Conclusions Electronically delivered interventions, integrated into practice workflow, result in moderate reductions of antibiotic prescribing for respiratory tract infections in adults, which are likely to be of importance for public health. Antibiotic prescribing to very young or old patients requires further evaluation.
Trial registration ISRCTN95232781.
Contributors: MCG contributed to the trial design, conduct, and analysis; ATP contributed to the trial design, statistical analysis plan, and statistical advice; JC contributed to the intervention delivery and trial analysis; DJ, LM, and LY contributed to the design of the interventions and evaluation; JS, KS, and MW contributed to the recruitment and coordination of trial; and RF, ADH, PL, MVM, and MA contributed to the design of the study, intervention development, and interpretation of results. All authors contributed to and approved the final manuscript. The authors had full access to all the data in the study and all authors shared final responsibility for the decision to submit for publication. MG is guarantor. The corresponding author attests that all listed authors meet authorship criteria and that no others meeting the criteria have been omitted.
Trial steering committee: Jackie Cassell (chair), Susan Hopkins (Public Health England), Tim Chadborn (Public Health England), Nanik Pursani (lay member). Data monitoring committee: Christine A’Court (chair), Helen Strongman (CPRD/MHRA), Derek Cook (St George’s, University of London), Jason Oke (University of Oxford).
Funding: Funded by the National Institute for Health Research (NIHR) Health Technology Assessment Programme (13/88/10). MCG was supported by the NIHR Biomedical Research Centre at Guy’s and St Thomas’ Hospitals. The views expressed are those of the authors and not necessarily those of the NHS, NIHR, or UK Department of Health. The funder of the study had no role in study design, data collection, data analysis, data interpretation, or writing of the report.
Competing interests: All authors have completed the ICMJE uniform disclosure form at www.icmje.org/coi_disclosure.pdf and declare: support from the NIHR for the submitted work; no financial relationships with any organisations that might have an interest in the submitted work in the previous three years; no other relationships or activities that could appear to have influenced the submitted work.

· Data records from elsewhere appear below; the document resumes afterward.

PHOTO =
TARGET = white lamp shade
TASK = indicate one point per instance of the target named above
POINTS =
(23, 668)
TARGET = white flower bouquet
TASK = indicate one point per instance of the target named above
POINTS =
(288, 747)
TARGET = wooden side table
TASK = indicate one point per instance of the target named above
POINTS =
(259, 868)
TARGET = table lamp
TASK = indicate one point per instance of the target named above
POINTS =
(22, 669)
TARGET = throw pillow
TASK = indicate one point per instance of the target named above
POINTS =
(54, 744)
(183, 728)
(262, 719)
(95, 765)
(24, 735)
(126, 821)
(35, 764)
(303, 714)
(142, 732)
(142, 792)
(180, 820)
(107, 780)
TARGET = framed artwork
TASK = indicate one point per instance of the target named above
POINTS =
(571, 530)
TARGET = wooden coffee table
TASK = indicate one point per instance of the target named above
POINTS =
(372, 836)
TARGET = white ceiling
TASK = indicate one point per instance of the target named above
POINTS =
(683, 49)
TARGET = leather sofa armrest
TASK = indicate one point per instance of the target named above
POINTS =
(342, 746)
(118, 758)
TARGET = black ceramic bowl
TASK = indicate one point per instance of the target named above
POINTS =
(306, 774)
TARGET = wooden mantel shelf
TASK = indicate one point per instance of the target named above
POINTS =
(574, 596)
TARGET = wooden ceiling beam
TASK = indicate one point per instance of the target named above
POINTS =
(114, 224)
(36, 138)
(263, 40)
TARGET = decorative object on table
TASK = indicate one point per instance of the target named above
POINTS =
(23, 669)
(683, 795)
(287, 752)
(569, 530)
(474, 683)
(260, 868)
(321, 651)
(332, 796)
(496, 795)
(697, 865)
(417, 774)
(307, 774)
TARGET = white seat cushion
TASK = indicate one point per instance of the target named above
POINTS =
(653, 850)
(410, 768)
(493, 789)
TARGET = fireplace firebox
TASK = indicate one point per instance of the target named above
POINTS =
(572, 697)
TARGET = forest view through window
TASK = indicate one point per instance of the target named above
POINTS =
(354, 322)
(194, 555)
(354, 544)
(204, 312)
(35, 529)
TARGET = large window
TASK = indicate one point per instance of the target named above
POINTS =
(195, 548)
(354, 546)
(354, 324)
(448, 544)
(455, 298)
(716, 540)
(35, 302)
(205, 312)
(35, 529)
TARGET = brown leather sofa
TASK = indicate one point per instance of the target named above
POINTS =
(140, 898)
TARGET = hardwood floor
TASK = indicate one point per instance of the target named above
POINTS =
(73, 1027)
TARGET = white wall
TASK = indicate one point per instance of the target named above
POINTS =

Ethical approval: The protocol was approved by the NHS London-Dulwich research ethics committee (14/LO/1730) and by the CPRD independent scientific advisory committee (ISAC 14_130). Trial oversight was provided by independent trial steering and data monitoring committees. Each participating general practice gave written informed consent for participation.
Data sharing: Requests for access to data from the study should be addressed to the corresponding author at. The study protocol has been published. All proposals requesting data access will need to specify how it is planned to use the data, and all proposals will need approval of the trial co-investigator team, and CPRD before data release.
The lead author affirms that the manuscript is an honest, accurate, and transparent account of the study being reported; that no important aspects of the study have been omitted; and that any discrepancies from the study as planned (and, if relevant, registered) have been explained.